No one ever learned that God loves you by being told. You have to be in positions over and over and over again where you feel God has abandoned you and find out you were wrong.
It has been two years. Two years since the storm hit. The storm I never knew was coming. Taken like a blow to the gut, it completely knocked my breath away, drastically altering the course of my life and my family’s future. One of the hardest things to process through and recover from was witnessing my biggest fear in life unravel right before me; completely destroying my family. It is one thing to fear something from ever happening, and another to see this fear now come to completion, affecting those you hold most dear. It is difficult even describing the kind of pain and confusion and heartache that accompanies this. The pain sinks in and tries to make a home where trust and love were previously found. As this storm kept coming and the waves kept rising, I could sense how much the enemy was at work trying to use my pain to create a divide between me and God. Letting each wave push me a little further from the shore, away from His light and truth. I felt like this constant fog had crept in and created confusion and a distortion of things that had been true my whole life. As if in an instant, everything was a blur and nothing seemed as it should. If I’m honest, there were days and still are days when it gets very tiring trying to keep pressing through the fog. It feels hopeless not knowing where I’m headed or how to get me out of this place, this season.
As soon as the dust began to settle and life seemed to resemble a semi-stable state, my brain went into fast-forward mode trying to anticipate the how, when, where next steps for how God would go about putting everything back together. Maybe it’s my pride or my self-reliant nature wanting to get myself back to one-hundred percent again, or maybe just the desire to be out of this dark and stormy season finally. Maybe it is all the above. All I know is, like with so many previous times in my life, God hasn’t quite worked in the ways I would have expected. Selfishly, I envisioned my healing would first work on things that I felt comfortable with: building with community that I loved, creating new memories with family, learning and growing in ways I thought needed or helpful. Those things have definitely been a part of the healing process. However, God’s design for this rebuilding was to include a route that began much differently than expected. I thought I was ready to get to work and make grand steps towards mending all that felt broken. Let’s get back to “normal” I thought. Instead of the foundational pieces I thought most important, God set the intended focus on a much more uncharted path, the heart.

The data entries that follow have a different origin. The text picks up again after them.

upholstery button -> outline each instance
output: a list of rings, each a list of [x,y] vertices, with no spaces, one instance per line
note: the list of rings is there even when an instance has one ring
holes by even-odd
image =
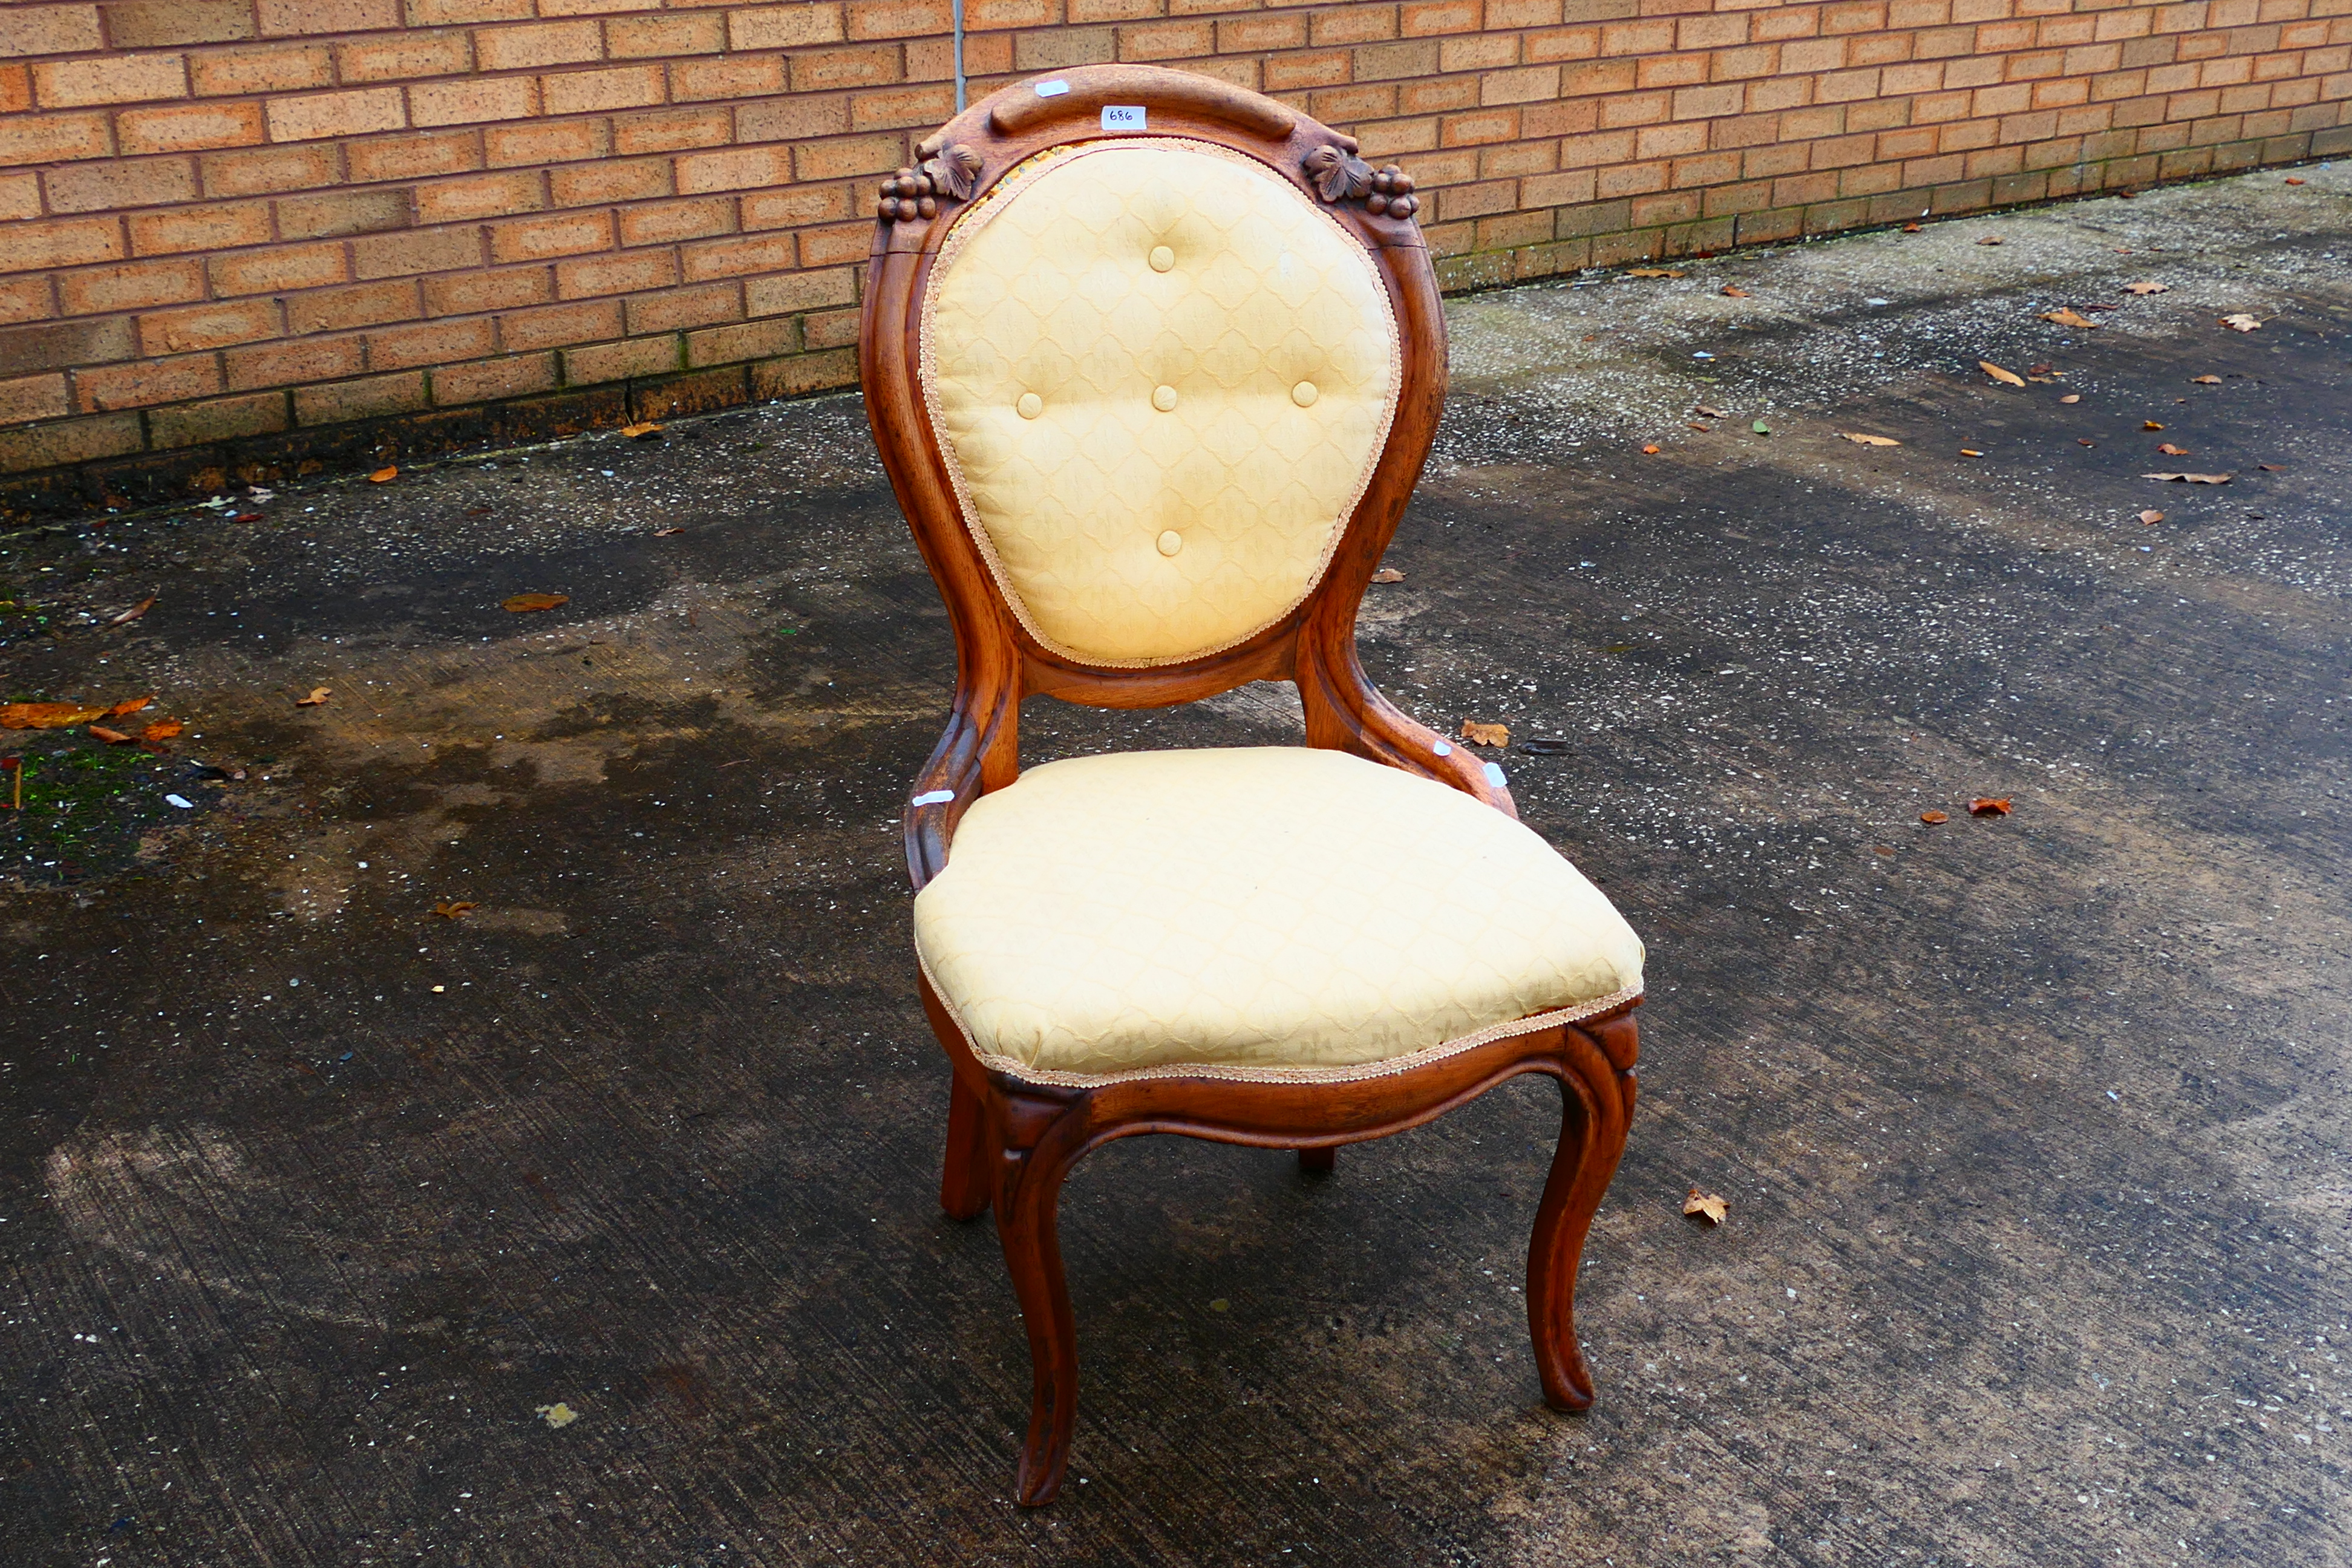
[[[1157,408],[1162,414],[1171,412],[1176,406],[1176,389],[1172,386],[1153,387],[1151,389],[1151,406]]]
[[[1034,392],[1024,392],[1021,395],[1021,401],[1013,406],[1020,411],[1022,418],[1034,419],[1045,412],[1045,400]]]
[[[1302,381],[1290,389],[1290,401],[1301,408],[1314,407],[1315,400],[1322,395],[1315,390],[1315,384],[1311,381]]]
[[[1173,554],[1175,554],[1178,551],[1180,551],[1180,550],[1181,550],[1181,549],[1183,549],[1183,548],[1184,548],[1184,536],[1183,536],[1182,534],[1181,534],[1181,533],[1177,532],[1174,529],[1172,529],[1172,528],[1171,528],[1171,529],[1168,530],[1166,532],[1162,533],[1162,534],[1160,536],[1160,554],[1162,554],[1162,555],[1173,555]]]
[[[1154,272],[1165,272],[1175,265],[1176,253],[1174,251],[1169,249],[1164,245],[1155,245],[1151,247],[1151,270]]]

The heart is a funny, fickle thing that, leaves me confused even with every year of life. Why do we love the things we love? Fear the things we fear? Hold onto the memories and heartaches that we do? Never let our hearts receive certain joys in life? Even before the storm hit our family, my heart was in an ever fragile state. Plagued with anxieties and fears of the future, deep hurts that had been left unhealed, and unanswered “why” questions for God that allowed distrust to linger. It should come to no surprise, but it did, that God would allow this broken heart and it’s fragile pieces to fall in the storm. To fall because He desires to show me, to teach me, how to rebuild it into a heart that can truly understand His love. Not to bring me harm, but to bring something beautiful and new.

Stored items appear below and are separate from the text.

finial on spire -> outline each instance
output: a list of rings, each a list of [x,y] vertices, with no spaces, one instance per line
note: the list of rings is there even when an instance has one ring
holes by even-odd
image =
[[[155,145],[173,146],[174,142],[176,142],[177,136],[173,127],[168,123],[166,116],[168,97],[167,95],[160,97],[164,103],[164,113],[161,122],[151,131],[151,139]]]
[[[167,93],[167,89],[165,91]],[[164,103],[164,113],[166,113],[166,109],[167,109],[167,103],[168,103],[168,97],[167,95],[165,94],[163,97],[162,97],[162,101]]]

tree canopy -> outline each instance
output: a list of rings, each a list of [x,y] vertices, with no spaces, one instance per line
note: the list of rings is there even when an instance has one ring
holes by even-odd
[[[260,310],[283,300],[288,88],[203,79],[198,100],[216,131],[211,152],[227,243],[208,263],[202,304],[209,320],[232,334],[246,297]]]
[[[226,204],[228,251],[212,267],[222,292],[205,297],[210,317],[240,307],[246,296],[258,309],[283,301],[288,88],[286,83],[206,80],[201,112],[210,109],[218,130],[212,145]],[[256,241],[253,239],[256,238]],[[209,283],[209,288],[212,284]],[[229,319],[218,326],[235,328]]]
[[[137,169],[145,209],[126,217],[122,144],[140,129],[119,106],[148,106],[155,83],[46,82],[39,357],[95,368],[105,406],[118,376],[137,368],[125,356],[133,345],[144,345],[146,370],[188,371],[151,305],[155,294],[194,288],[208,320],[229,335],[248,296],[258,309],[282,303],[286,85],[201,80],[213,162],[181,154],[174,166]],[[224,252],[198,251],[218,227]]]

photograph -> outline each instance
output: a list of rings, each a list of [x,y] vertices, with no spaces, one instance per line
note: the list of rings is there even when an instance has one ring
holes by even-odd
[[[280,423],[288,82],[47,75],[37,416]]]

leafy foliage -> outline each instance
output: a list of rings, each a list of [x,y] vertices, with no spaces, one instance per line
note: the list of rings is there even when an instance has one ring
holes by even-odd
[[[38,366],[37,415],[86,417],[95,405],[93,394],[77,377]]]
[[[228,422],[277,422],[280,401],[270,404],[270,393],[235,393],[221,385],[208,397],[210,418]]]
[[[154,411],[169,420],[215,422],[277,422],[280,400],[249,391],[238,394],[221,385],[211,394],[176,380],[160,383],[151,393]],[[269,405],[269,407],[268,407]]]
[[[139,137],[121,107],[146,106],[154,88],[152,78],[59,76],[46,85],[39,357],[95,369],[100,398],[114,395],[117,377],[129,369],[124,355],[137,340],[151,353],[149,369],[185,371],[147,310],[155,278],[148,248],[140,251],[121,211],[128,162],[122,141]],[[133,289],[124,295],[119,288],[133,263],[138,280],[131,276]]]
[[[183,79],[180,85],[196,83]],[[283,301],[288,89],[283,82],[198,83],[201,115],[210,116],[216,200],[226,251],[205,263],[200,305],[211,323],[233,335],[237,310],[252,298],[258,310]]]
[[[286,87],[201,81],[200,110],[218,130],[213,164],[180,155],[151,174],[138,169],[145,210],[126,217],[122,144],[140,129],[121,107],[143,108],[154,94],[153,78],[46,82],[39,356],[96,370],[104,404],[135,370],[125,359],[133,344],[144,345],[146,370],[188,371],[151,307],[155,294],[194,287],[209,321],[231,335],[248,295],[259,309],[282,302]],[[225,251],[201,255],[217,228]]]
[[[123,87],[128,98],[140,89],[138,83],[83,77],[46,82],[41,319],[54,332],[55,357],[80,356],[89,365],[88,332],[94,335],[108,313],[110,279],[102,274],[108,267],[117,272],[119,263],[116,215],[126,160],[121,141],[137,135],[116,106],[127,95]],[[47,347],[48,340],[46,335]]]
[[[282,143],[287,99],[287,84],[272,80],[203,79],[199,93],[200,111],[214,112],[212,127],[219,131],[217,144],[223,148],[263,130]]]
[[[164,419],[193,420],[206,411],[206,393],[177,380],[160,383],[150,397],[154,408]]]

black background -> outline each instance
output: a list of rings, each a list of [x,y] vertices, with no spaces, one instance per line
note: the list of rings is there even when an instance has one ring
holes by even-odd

Even in the fog, there have been markers towards the path I was being asked to walk. Unlike the colors on trees on a hike that guide you, these markers in my life were people standing strong alongside the path, as beacons, to guide me. When my strength was gone and my hope fading, there were people standing side by side me and loving me even when the hurt I felt often kept me from returning that love. Others that prayed for healing and rebuilding before I even knew the words to whisper. People that believed for me the redemptive work God would do, the rebuilding that He was already at work doing to put all the pieces back together. These beacons of truth, love, and grace allowed me to keep moving, hold fast until the storm lifted and the skies cleared. Admittedly, the path ahead remains uncertain and steps towards healing seem often unclear. Graciously, God brings with each new day the reminders of how careful He is with me and how gentle His ways are in which He leads me. Using those beacons of truth to surround me and rebuild that trust with God again, reminding me that He is always going before and alongside me through each journey in this life. He will never leave me, for He loves us so. He loves His children with a kind of reckless and wild love that I will never be able to fully understand. A love that is “every moment, every day, ALWAYS.” A love that “lifts me up above the waves, I don’t need to be overwhelmed.” A love “never leaves you to walk the road alone; it’s voice calls out above the noise.”

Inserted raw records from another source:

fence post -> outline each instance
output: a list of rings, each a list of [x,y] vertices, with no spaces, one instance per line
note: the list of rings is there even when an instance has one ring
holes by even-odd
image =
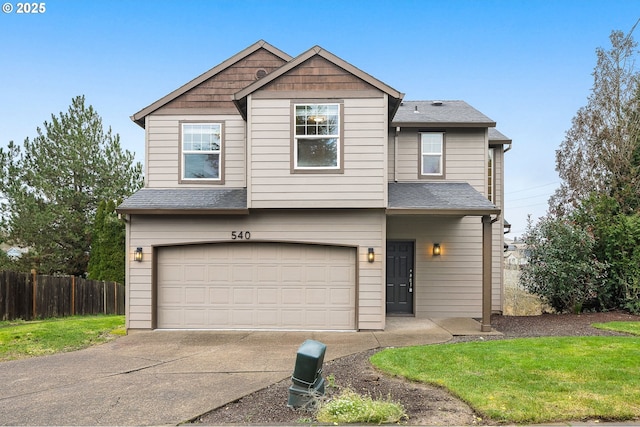
[[[33,319],[37,319],[37,308],[38,308],[38,303],[37,303],[37,297],[38,297],[38,274],[36,272],[35,268],[31,269],[31,281],[33,282],[33,301],[31,302],[32,305],[32,314],[33,314]]]
[[[76,315],[76,276],[71,276],[71,315]]]
[[[102,311],[107,314],[107,282],[102,281]]]

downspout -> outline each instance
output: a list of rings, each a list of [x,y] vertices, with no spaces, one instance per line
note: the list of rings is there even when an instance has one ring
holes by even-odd
[[[511,144],[507,144],[508,147],[506,148],[506,150],[502,150],[502,153],[506,153],[507,151],[511,150],[512,145]]]
[[[396,134],[393,137],[393,181],[398,182],[398,139],[400,126],[396,126]]]

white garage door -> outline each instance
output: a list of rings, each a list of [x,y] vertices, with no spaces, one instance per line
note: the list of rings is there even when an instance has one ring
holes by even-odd
[[[353,330],[353,248],[282,243],[158,250],[164,329]]]

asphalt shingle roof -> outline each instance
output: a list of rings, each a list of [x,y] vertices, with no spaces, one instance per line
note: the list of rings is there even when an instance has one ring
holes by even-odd
[[[491,142],[511,142],[511,138],[505,136],[496,128],[489,128],[489,141]]]
[[[118,211],[215,211],[247,209],[244,188],[143,188],[127,198]]]
[[[390,209],[488,215],[499,209],[466,182],[389,183]]]
[[[403,101],[392,125],[465,125],[494,127],[496,123],[464,101]]]

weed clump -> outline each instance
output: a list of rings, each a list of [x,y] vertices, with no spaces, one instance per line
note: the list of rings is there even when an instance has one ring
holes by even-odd
[[[370,396],[362,396],[351,389],[342,392],[323,403],[316,419],[322,423],[399,423],[407,419],[404,407],[391,400],[374,400]]]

“He takes you in and He lifts you up. He give you faith so you can lift your head and you can run real fast and you can feel His joy. It’s not like anything you’ve ever known. It doesn’t make sense. It’ll ruin every fear. Makes it so you can finally be free.
It has been an interesting journey, this rebuilding. The storm that hit two years ago left so much debri and pain in its wake, leaving the broken pieces of a life shattered all around me. After what feels like many dark nights and long days, there seems to be a break in the haze and glimmers of hope reveal that there is healing at work. I see it in the little details of my life, woven into the daily routine where I can sense the pieces being put together again. Healing in the way of laughter; a long, deep laugh that comes much quicker these days. Finding my memory is sharper, fatigue grows slower, and my stride is becoming faster and longer. With the waves at bay, my chest now opens wide for a long, unstrained breath, a deep exhale, replacing the previous gasps for air; evidence of a heart on the mend and a testament to His reckless, wild love that chases after me and will not leave me where I am.